In Moskau ist Archer dieser Spruch von Jasper, ihrem Amsterdamer Couchsurfing-Gastgeber, wieder eingefallen - als sie auf dem Roten Platz verhaftet worden sind, weil sich die drei Jungs mit einer russischen Bekannten in der Öffentlichkeit betrunken und gegrölt hatten: "We're the kings of the Kremlin, you're a dirty gremlin." Nervosität löste die Verhaftung bei Paul Archer offenbar keine aus: Er fühlte sich "gefährlich unbezwingbar", was er auf seine "Arroganz des Westeuropäers mit britischem Pass" zurückführte und auf die Alkoholkonzentration in seinem Blut. Tatsächlich kamen sie mit einer lächerlich geringen Bestechungssumme davon.

"Drei Freunde, ein Taxi, kein Plan ... aber einmal um die Welt": Der Titel des Buchs, das Paul Archer und Johno Ellison gemeinsam geschrieben haben über die 15 Monate auf Tour, ist zugleich die Synopsis dieses Abenteuers.
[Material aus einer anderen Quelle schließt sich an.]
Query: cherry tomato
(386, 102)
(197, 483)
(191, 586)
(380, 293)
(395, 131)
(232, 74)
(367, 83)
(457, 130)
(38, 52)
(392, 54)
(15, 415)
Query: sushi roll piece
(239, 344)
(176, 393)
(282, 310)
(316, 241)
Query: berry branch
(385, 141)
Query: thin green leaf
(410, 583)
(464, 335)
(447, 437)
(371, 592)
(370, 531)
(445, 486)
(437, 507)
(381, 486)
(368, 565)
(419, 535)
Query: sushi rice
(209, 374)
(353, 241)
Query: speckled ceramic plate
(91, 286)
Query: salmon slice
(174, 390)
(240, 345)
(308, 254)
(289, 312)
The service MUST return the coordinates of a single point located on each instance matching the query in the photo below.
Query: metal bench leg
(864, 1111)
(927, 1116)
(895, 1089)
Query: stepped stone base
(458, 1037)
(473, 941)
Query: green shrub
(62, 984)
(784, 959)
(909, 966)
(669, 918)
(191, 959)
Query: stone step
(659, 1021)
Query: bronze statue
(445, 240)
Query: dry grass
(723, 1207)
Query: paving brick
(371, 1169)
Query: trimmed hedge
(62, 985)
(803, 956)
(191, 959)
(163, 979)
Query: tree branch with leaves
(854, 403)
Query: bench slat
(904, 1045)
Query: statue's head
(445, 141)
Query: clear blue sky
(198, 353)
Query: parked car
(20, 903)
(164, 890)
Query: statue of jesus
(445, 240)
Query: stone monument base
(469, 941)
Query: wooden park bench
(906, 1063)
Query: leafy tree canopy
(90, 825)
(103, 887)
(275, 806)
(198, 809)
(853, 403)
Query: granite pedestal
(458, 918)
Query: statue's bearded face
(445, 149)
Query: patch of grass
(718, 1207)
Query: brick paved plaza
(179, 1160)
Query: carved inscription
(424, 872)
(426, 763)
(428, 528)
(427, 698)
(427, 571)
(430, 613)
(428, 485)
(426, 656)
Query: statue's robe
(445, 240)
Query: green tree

Das Besondere an ihrem Bericht ist, dass die Passagen von Archer und Ellison in unterschiedlichen Schriften gesetzt sind, für den Leser also klar dem jeweiligen Autor zuzuordnen sind. Der dritte Mann, Purnell, hält indessen - abgesehen vom Nachwort - die Klappe.

Wichtiger als die Differenz in der Sicht auf die Dinge, die bei Archer und Ellison ohnehin nicht allzu groß erscheint, ist allerdings, wie sich die Tonalität der Berichte mit der zunehmenden Dauer der Reise verändert. Der Blick auf sich selbst weicht mit der Zeit einem Blick auf die Welt. Aus drei Jungs Anfang zwanzig werden Erwachsene.
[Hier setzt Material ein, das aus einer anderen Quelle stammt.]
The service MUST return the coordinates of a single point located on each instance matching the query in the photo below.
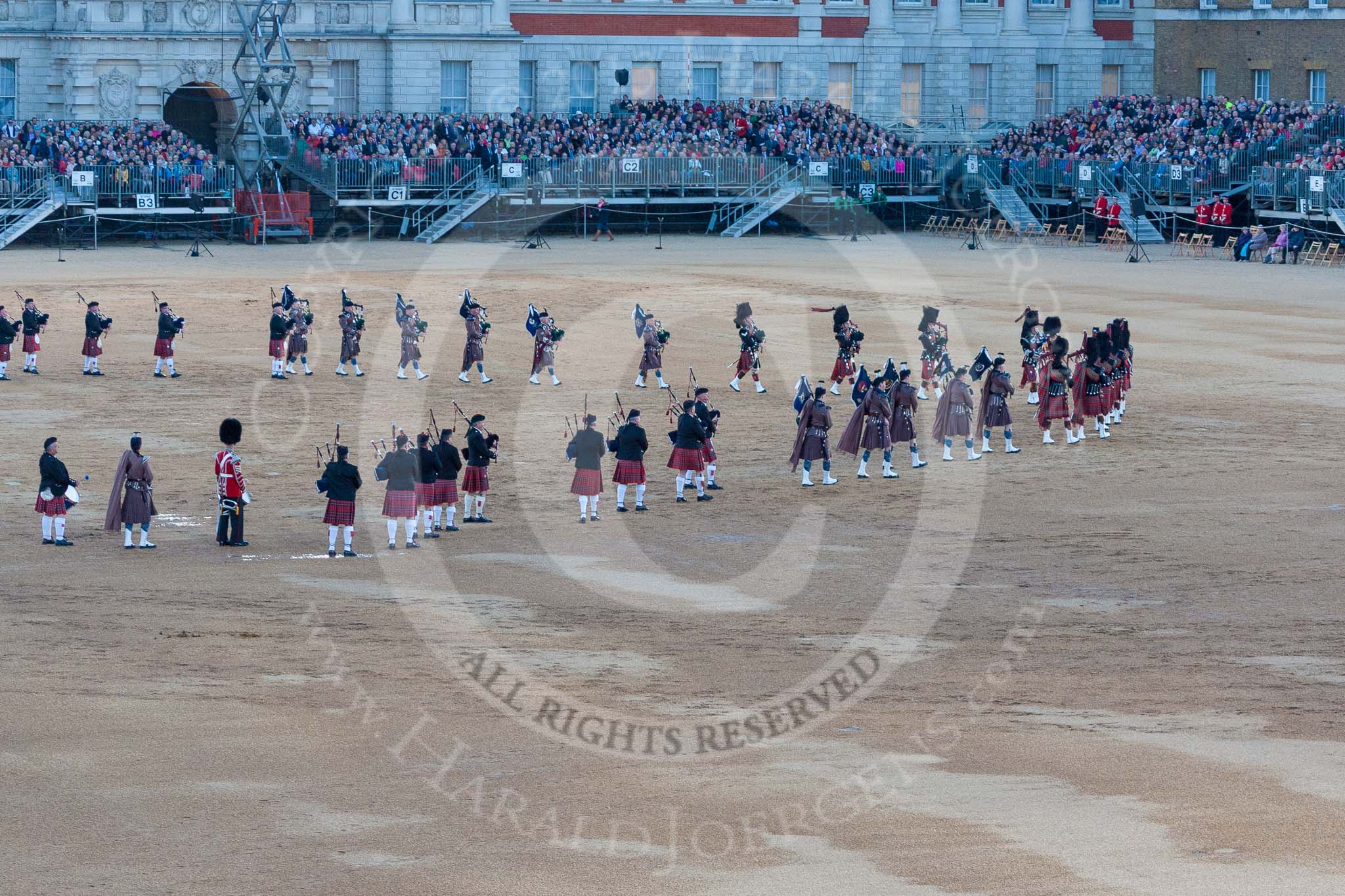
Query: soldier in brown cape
(994, 406)
(811, 441)
(137, 507)
(871, 427)
(954, 416)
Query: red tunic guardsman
(749, 349)
(232, 486)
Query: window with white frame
(705, 81)
(1261, 85)
(584, 86)
(1046, 92)
(1111, 81)
(978, 93)
(1208, 81)
(912, 91)
(9, 88)
(1317, 86)
(841, 83)
(645, 82)
(526, 85)
(766, 79)
(454, 79)
(345, 88)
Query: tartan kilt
(340, 512)
(1056, 408)
(55, 507)
(586, 482)
(628, 473)
(477, 480)
(686, 459)
(399, 504)
(445, 492)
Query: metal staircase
(1007, 202)
(768, 195)
(452, 207)
(29, 209)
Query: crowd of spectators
(132, 148)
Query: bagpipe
(104, 322)
(179, 324)
(42, 319)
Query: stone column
(1080, 16)
(880, 15)
(948, 16)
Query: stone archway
(201, 110)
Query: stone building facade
(891, 60)
(1255, 49)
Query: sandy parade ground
(1109, 668)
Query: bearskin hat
(231, 431)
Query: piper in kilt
(630, 445)
(137, 507)
(34, 323)
(169, 330)
(810, 442)
(445, 484)
(51, 495)
(342, 481)
(749, 347)
(7, 332)
(688, 456)
(95, 328)
(586, 449)
(871, 429)
(1056, 406)
(709, 418)
(280, 327)
(399, 468)
(994, 406)
(477, 482)
(427, 479)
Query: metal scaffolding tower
(264, 70)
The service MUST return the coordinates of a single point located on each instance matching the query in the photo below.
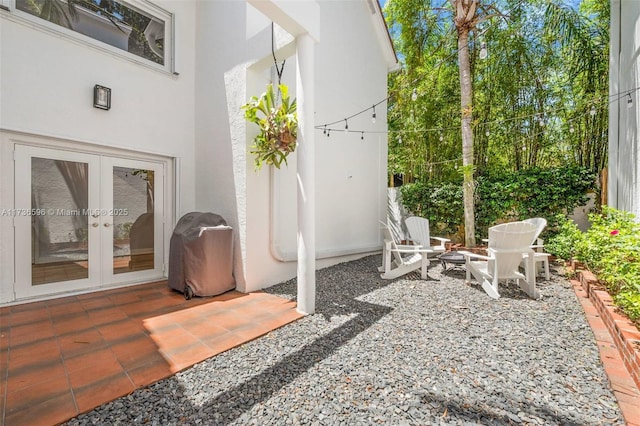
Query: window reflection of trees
(146, 36)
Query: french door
(85, 221)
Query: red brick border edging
(625, 334)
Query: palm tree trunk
(466, 96)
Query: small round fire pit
(452, 257)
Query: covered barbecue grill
(201, 255)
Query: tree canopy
(540, 87)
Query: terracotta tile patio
(62, 357)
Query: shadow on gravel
(341, 287)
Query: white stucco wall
(222, 57)
(351, 75)
(624, 145)
(46, 92)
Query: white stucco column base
(305, 46)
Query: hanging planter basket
(278, 123)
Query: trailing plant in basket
(278, 122)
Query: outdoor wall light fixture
(101, 97)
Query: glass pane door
(60, 230)
(57, 240)
(133, 220)
(85, 221)
(133, 205)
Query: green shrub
(502, 197)
(611, 250)
(440, 203)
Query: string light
(536, 117)
(483, 50)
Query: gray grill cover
(201, 255)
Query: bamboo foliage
(532, 97)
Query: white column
(305, 46)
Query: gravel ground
(401, 352)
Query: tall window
(114, 22)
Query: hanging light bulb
(483, 50)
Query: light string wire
(325, 126)
(589, 107)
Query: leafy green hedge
(508, 196)
(610, 249)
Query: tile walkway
(62, 357)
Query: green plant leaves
(278, 123)
(610, 249)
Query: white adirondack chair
(399, 259)
(508, 243)
(539, 256)
(418, 228)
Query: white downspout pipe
(305, 46)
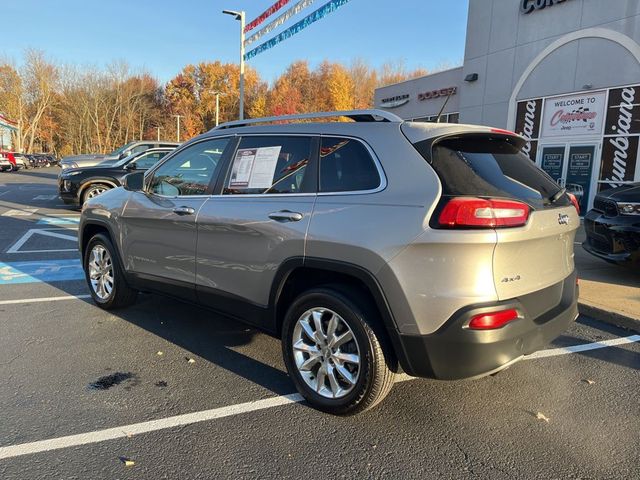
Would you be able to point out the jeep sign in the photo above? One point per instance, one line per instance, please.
(528, 6)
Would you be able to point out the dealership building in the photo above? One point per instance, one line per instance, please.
(565, 74)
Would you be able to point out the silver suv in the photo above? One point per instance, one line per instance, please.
(369, 247)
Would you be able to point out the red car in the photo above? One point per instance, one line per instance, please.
(16, 164)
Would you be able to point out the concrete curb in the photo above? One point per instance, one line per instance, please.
(607, 316)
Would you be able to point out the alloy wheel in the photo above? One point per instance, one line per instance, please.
(101, 272)
(326, 353)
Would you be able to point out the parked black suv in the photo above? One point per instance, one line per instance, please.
(613, 226)
(76, 185)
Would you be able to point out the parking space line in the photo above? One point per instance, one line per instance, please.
(145, 427)
(127, 431)
(554, 352)
(47, 232)
(41, 271)
(43, 299)
(17, 212)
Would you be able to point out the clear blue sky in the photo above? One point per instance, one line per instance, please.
(161, 36)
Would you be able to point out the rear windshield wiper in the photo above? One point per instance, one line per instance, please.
(558, 195)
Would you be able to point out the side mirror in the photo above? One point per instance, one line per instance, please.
(133, 182)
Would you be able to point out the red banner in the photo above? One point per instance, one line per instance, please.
(266, 14)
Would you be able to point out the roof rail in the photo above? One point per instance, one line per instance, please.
(355, 115)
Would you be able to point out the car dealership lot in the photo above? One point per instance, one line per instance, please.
(71, 369)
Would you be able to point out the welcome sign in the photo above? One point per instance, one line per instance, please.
(574, 115)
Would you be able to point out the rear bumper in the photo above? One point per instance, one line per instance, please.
(455, 352)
Es geht dem Trio darum, eine gute Zeit zu haben. Und das bedeutet anfangs: Partys zu feiern. In Finnland bekommt Ellison einen Anflug von Rockstar-Allüren: Er und seine Freunde besuchen ein Konzert der Folk-Punker Jaakko & Jay. "Sie waren schon mit einigen meiner Lieblingsbands durch die ganze Welt getourt, und als wir uns im Club mit ihnen über das Leben on the road unterhielten, fühlte ich, wie mein Celebrity-Status ein wenig anstieg." Seien sie doch Brüder im Geiste: tagsüber unterwegs, abends betrunken, jeden Tag eine neue Stadt mit neuen Bekannten.

Das Gefühl, die Größten zu sein oder sich zumindest durch nichts anfechten zu lassen, weicht spätestens in Asien. In Iran besorgt ihnen jemand Bier; und irgendwann zwischen der zweiten und dritten Flasche erfahren sie, wie es ins Land gebracht wird: Mittellose Iraker schmuggeln den verbotenen Alkohol bei Gefahr für Leib und Leben durch vermintes Bergland über die Grenze. In Vang Vieng haben die Jungs teil an den Exzessen der Backpacker dort; aber zumindest im Nachhinein heißt Ellison es gut, dass die laotische Regierung dem zerstörerischen Treiben inzwischen ein Ende gesetzt hat. Archer, Ellison und Purnell reisen mit kleinem Budget, wie die meisten Backpacker auch. Das bewahrt sie aber alle, dämmert Archer in Kambodscha, nicht automatisch vor dekadentem Verhalten.

Die Autoren schwingen sich darüber nicht zu einer großen Kapitalismuskritik auf. Es geht ihnen jedoch das eine oder andere Licht auf. Auch bemerken sie, dass sich der Charakter der Reise verändert, als sie unterwegs einen größeren Sponsor auftun, eine Taxi-App. Er ermöglicht ihnen, ihre ursprünglich von London über viele Umwege - wie es ein Taxifahrer eben auch machen würde - bis nach Sydney geplante Reise zu verlängern in die USA und von dort weiter nach Israel und über den Balkan bis nach Hause. Sie nehmen das gerne mit, aber bezahlen den Preis: Aus einem Abenteuer wird eine Medientournee.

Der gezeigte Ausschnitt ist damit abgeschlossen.